Ask: Are all the gifts equally useful? Show students an item or toy that is powered by batteries. Demonstrate how it works. Remove the batteries and show that now it will not work. Have students read 1 Corinthians 13:1–3looking for what gives validity to exercising spiritual gifts. Ask:

  • How is charity like a battery?

  • Why do you think charity is a most important gift of the Spirit?

Invite students to read 1 Corinthians 13:4–7and list the seven elements that describe how charity is manifest and the eight elements that describe what charity is not. Ask: How would your lives change if these elements of charity were part of your nature?

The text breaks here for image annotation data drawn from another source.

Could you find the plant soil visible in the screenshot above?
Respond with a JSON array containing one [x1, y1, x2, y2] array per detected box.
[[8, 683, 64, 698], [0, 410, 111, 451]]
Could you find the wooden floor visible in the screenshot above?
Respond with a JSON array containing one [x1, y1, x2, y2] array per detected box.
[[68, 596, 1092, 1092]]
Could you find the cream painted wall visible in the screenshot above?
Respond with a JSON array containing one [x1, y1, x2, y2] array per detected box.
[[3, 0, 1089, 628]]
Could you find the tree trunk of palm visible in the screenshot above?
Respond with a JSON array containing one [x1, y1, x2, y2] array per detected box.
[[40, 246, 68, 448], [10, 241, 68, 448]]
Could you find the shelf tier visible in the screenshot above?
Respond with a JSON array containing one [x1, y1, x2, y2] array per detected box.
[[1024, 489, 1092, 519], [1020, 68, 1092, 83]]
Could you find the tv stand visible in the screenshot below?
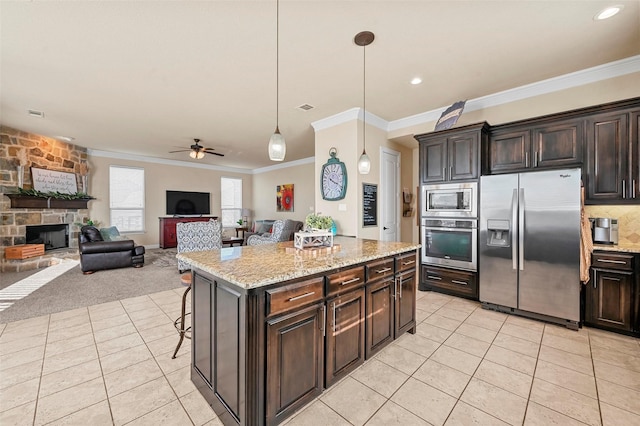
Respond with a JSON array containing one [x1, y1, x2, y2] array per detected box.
[[158, 215, 218, 248]]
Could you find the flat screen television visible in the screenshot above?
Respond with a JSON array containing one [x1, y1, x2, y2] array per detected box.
[[167, 191, 211, 216]]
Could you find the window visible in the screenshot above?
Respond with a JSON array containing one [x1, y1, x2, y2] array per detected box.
[[109, 166, 144, 232], [220, 177, 242, 228]]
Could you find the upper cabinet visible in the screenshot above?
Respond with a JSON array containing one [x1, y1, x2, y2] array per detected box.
[[586, 108, 640, 204], [486, 119, 584, 174], [415, 123, 489, 183]]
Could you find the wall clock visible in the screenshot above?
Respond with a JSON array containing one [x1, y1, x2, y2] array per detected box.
[[320, 148, 347, 201]]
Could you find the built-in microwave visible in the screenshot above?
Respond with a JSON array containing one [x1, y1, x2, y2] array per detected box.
[[421, 182, 478, 218]]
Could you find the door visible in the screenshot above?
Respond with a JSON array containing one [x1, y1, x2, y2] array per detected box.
[[380, 148, 400, 241], [520, 169, 580, 322], [478, 174, 518, 308]]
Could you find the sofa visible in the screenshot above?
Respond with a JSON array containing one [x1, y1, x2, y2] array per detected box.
[[78, 225, 144, 275]]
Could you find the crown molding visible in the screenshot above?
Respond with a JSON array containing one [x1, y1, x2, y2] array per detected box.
[[386, 55, 640, 132]]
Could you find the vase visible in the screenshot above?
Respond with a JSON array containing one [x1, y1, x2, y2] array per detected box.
[[18, 166, 24, 188]]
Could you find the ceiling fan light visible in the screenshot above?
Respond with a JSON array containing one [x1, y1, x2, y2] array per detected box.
[[269, 127, 287, 161], [358, 150, 371, 175]]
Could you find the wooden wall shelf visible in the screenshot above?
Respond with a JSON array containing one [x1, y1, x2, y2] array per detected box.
[[5, 194, 93, 209]]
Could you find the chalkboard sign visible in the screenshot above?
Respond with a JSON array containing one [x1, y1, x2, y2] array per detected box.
[[362, 183, 378, 226], [31, 167, 78, 194]]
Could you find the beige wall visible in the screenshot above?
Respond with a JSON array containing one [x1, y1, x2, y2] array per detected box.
[[251, 162, 315, 225], [89, 155, 253, 246]]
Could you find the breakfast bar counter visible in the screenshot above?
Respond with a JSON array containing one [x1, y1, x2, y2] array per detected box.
[[177, 237, 420, 425]]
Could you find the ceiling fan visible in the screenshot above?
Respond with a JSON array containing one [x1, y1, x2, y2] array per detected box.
[[169, 139, 224, 160]]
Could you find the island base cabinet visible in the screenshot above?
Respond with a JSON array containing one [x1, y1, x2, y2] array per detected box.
[[394, 269, 417, 339], [365, 277, 395, 359], [325, 288, 365, 388], [266, 305, 324, 425]]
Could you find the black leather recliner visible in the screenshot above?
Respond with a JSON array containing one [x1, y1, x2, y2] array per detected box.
[[78, 225, 144, 274]]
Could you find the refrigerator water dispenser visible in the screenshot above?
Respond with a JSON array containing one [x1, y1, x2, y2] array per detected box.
[[487, 219, 511, 247]]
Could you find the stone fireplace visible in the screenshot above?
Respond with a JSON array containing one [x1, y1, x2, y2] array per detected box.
[[0, 126, 89, 272], [25, 223, 69, 251]]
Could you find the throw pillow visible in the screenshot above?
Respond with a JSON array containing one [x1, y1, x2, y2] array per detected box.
[[100, 226, 120, 241]]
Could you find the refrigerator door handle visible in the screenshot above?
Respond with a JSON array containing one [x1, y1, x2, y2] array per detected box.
[[511, 188, 518, 270], [518, 188, 524, 271]]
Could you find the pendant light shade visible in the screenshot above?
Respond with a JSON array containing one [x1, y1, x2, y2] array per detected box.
[[269, 126, 287, 161], [353, 31, 376, 175], [269, 0, 287, 161]]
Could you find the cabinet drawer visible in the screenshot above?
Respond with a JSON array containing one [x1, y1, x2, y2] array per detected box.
[[422, 266, 478, 297], [396, 251, 417, 272], [365, 258, 394, 282], [591, 251, 633, 271], [266, 277, 324, 316], [327, 266, 364, 295]]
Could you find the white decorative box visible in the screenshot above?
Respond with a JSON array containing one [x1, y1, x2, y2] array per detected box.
[[293, 230, 333, 249]]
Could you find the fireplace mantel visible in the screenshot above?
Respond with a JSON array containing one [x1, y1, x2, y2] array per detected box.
[[5, 194, 93, 209]]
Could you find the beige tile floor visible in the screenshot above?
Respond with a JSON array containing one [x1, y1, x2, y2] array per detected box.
[[0, 289, 640, 426]]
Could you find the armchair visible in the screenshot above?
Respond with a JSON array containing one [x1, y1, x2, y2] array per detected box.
[[78, 225, 144, 275], [176, 220, 222, 273], [247, 219, 302, 246]]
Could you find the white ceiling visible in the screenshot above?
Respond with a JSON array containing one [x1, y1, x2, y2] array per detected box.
[[0, 0, 640, 169]]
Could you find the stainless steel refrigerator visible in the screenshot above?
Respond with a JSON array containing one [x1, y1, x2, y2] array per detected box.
[[478, 169, 580, 328]]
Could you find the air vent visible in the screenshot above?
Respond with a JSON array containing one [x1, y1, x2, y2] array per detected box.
[[27, 109, 44, 118]]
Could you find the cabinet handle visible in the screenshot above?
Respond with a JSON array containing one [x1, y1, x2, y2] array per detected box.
[[596, 258, 627, 265], [340, 277, 360, 285], [331, 302, 336, 334], [289, 291, 316, 302]]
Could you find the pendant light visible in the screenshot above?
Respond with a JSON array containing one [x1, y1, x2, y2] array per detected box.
[[353, 31, 375, 175], [269, 0, 287, 161]]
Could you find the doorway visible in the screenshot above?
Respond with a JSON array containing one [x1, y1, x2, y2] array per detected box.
[[380, 147, 400, 241]]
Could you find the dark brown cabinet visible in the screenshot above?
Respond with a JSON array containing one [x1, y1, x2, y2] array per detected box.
[[158, 216, 218, 248], [420, 265, 478, 300], [325, 287, 365, 387], [415, 123, 489, 183], [266, 305, 324, 425], [487, 119, 584, 174], [584, 251, 637, 332], [586, 110, 640, 204]]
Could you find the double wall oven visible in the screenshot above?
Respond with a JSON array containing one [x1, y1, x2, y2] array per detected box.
[[420, 182, 478, 271]]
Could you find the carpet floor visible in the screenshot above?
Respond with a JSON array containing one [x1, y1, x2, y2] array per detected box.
[[0, 249, 182, 323]]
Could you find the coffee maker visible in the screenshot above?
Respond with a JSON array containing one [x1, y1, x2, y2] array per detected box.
[[589, 217, 618, 244]]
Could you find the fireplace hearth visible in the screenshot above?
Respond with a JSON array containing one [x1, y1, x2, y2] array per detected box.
[[26, 223, 69, 251]]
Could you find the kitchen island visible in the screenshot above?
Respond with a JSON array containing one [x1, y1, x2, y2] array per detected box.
[[178, 237, 420, 425]]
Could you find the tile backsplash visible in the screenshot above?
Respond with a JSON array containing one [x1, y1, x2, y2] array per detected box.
[[584, 205, 640, 244]]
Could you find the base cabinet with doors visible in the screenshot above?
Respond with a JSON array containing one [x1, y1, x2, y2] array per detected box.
[[584, 251, 640, 335], [182, 246, 417, 425]]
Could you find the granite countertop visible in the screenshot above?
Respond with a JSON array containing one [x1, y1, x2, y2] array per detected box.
[[593, 243, 640, 253], [176, 237, 420, 289]]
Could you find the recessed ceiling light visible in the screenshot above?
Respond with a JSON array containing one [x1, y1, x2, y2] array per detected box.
[[27, 109, 44, 118], [593, 4, 624, 21]]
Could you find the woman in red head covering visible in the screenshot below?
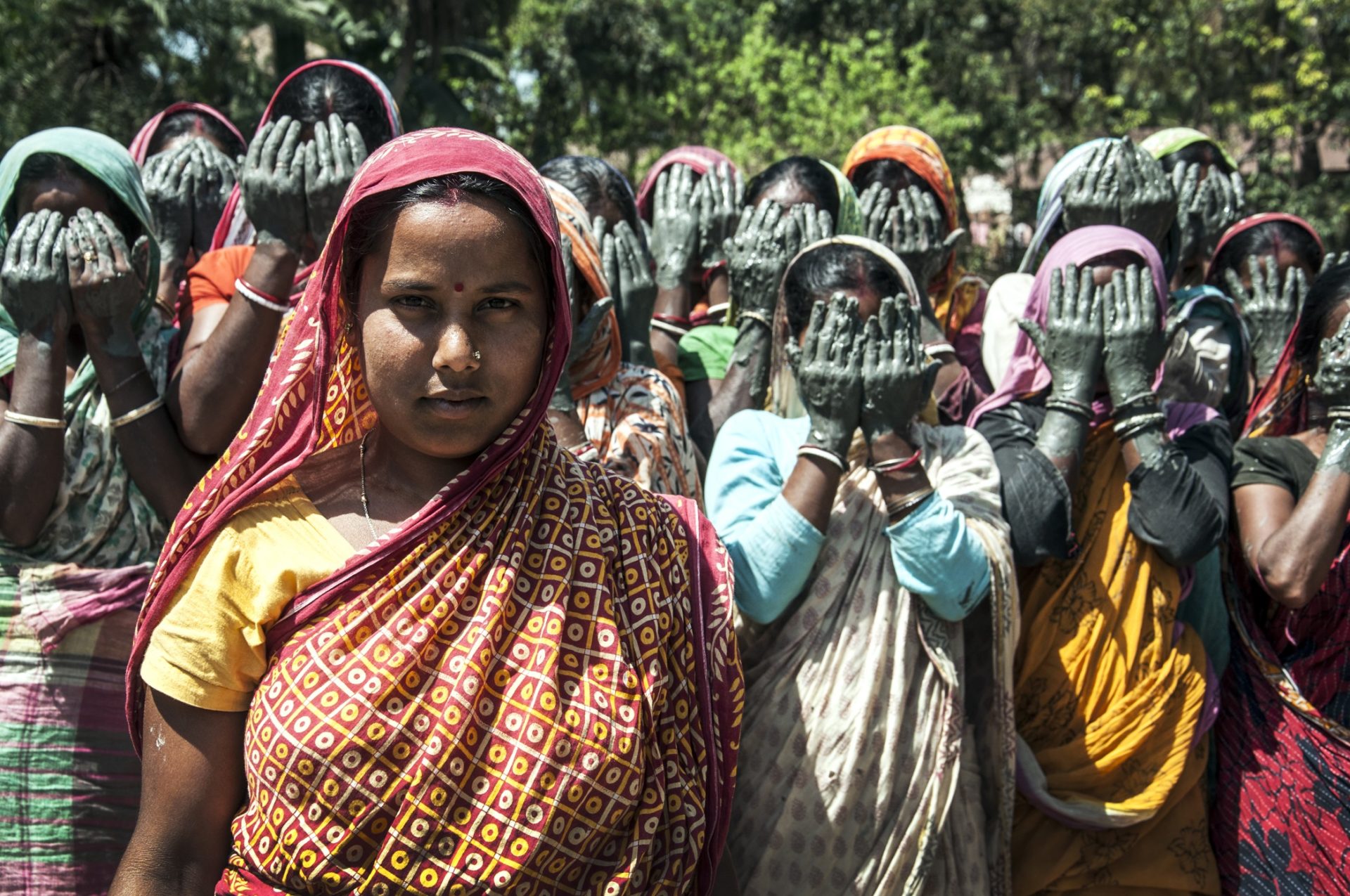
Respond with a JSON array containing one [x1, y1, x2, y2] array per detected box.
[[113, 128, 744, 893]]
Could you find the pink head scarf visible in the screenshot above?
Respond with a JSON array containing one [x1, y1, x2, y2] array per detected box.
[[127, 103, 247, 164], [637, 145, 735, 223], [967, 226, 1214, 431]]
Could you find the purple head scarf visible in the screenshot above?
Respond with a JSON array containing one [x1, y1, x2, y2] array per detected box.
[[967, 226, 1215, 436]]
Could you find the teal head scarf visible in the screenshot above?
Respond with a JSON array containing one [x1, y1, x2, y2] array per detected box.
[[1139, 128, 1238, 171], [0, 128, 160, 375], [821, 160, 867, 236]]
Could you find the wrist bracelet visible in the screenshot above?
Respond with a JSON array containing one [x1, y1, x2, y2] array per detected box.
[[235, 277, 290, 314], [652, 317, 688, 343], [868, 448, 923, 474], [797, 446, 848, 472], [4, 409, 66, 429], [112, 396, 165, 429], [735, 311, 773, 333], [1045, 396, 1095, 421], [886, 486, 937, 517], [1115, 410, 1168, 441]]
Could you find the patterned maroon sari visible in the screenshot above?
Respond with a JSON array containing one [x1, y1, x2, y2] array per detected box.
[[128, 128, 744, 896], [1211, 327, 1350, 896]]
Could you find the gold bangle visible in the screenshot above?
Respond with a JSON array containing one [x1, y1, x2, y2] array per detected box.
[[4, 408, 66, 429], [112, 396, 165, 429]]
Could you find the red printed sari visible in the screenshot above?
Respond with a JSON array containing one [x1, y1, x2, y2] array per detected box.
[[128, 128, 744, 893], [1211, 325, 1350, 895]]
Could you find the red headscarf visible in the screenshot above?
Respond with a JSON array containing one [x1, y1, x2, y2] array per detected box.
[[127, 128, 572, 744], [637, 145, 735, 224], [211, 59, 404, 252], [127, 128, 744, 893], [1204, 212, 1327, 290], [128, 103, 247, 164]]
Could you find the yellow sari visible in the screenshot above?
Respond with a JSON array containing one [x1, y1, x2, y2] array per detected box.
[[1012, 427, 1219, 896]]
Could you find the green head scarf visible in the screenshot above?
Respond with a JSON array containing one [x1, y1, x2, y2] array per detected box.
[[0, 128, 160, 375], [819, 160, 867, 236], [1139, 128, 1238, 171]]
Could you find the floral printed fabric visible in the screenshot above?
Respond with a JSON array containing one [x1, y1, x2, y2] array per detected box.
[[577, 362, 703, 500]]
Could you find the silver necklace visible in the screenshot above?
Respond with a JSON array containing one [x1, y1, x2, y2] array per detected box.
[[361, 431, 380, 541]]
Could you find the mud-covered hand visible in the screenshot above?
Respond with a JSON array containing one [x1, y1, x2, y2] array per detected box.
[[1318, 252, 1350, 277], [1100, 264, 1176, 408], [189, 138, 239, 257], [239, 115, 305, 255], [652, 164, 700, 289], [1018, 266, 1105, 403], [600, 221, 656, 365], [698, 162, 745, 267], [1199, 169, 1247, 252], [1172, 162, 1206, 261], [0, 209, 72, 339], [304, 112, 367, 252], [1224, 255, 1308, 379], [883, 186, 965, 290], [788, 202, 835, 247], [1117, 138, 1177, 245], [141, 141, 195, 268], [1064, 141, 1121, 231], [1312, 317, 1350, 408], [787, 293, 863, 459], [726, 201, 801, 320], [860, 296, 941, 443], [859, 183, 894, 243], [66, 208, 148, 351]]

Read the definition of charity in the (Bible Dictionary (p. 632) and the following statement by Elder Bruce R. McConkie:

“Above all the attributes of godliness and perfection, charity is the one most devoutly to be desired. Charity is more than love, far more; it is everlasting love, perfect love, the pure love of Christ which endureth forever. It is love so centered in righteousness that the possessor has no aim or desire except for the eternal welfare of his own soul and for the souls of those around him” (Mormon Doctrine, 121).

Read Matthew 22:34–40. Explain that “the law and the prophets” (v. 40) refer to sections of the Old Testament. Ask:

  • If all the law and the prophets hang on two commandments, what is the relationship between the scriptures and charity?

  • Read Moroni 7:46–48. How does Mormon describe charity?

  • According to him, how do we obtain charity?

Point out to students that praying for charity is like praying for other blessings—we must also work hard to receive this blessing. Ask: What else can we do to develop charity? (Answers might include giving service, sacrificing for others, and obeying the commandments; see 1 John 5:2–3.)

Read 1 Corinthians 13:8–13and ask: How is developing charity like growing up from childhood? Encourage students to seek after charity, the most important of all the gifts of the Spirit.

1 Corinthians 12:13–31. Every member of the Church is important to the Lord and His Church.

(15–20 minutes)

Place on a table or other solid surface a small pile of pencil shavings or dry dirt. Invite a student to come forward, and give the student a single straw from a broom to sweep up the pile. Ask:

  • How is your broom working?

  • How long will it take to finish the job?

  • What would help?

Hand the student a real broom to finish the work. List the different parts of a broom. (Handle, stitches, strands of straw.) Ask:

  • How important are the different parts of the broom for doing the work?

  • Read 1 Corinthians 12:13–18. What did Paul compare to Church members?

  • To what parts of the body did he refer?

  • Which parts would we want to do without? Why?

  • What was Paul teaching? (see D&C 84:109–110).

  • How does this teaching compare to the broom?

Read 1 Corinthians 12:19–23and ask: Who is Paul referring to when he speaks of parts that are considered more feeble or less honorable or comely? (Perhaps those who feel useless or inadequate in the Church, or those whose duty may be of little notice.) Read this statement by President Gordon B. Hinckley:

“This church does not belong to its President. Its head is the Lord Jesus Christ, whose name each of us has taken upon ourselves. We are all in this great endeavor together. We are here to assist our Father in His work and His glory, ‘to bring to pass the immortality and eternal life of man’ (Moses 1:39). Your obligation is as serious in your sphere of responsibility as is my obligation in my sphere. No calling in this church is small or of little consequence. All of us in the pursuit of our duty touch the lives of others. To each of us in our respective responsibilities the Lord has said:

“‘Wherefore, be faithful; stand in the office which I have appointed unto you; succor the weak, lift up the hands which hang down, and strengthen the feeble knees’ (D&C 81:5)” (in Conference Report, Apr. 1995, 94; or Ensign, May 1995, 71).

Have students read 1 Corinthians 12:24–27. Have each student write a letter giving counsel to an imaginary friend who has confided feeling insignificant at church. Collect the letters and share some of them.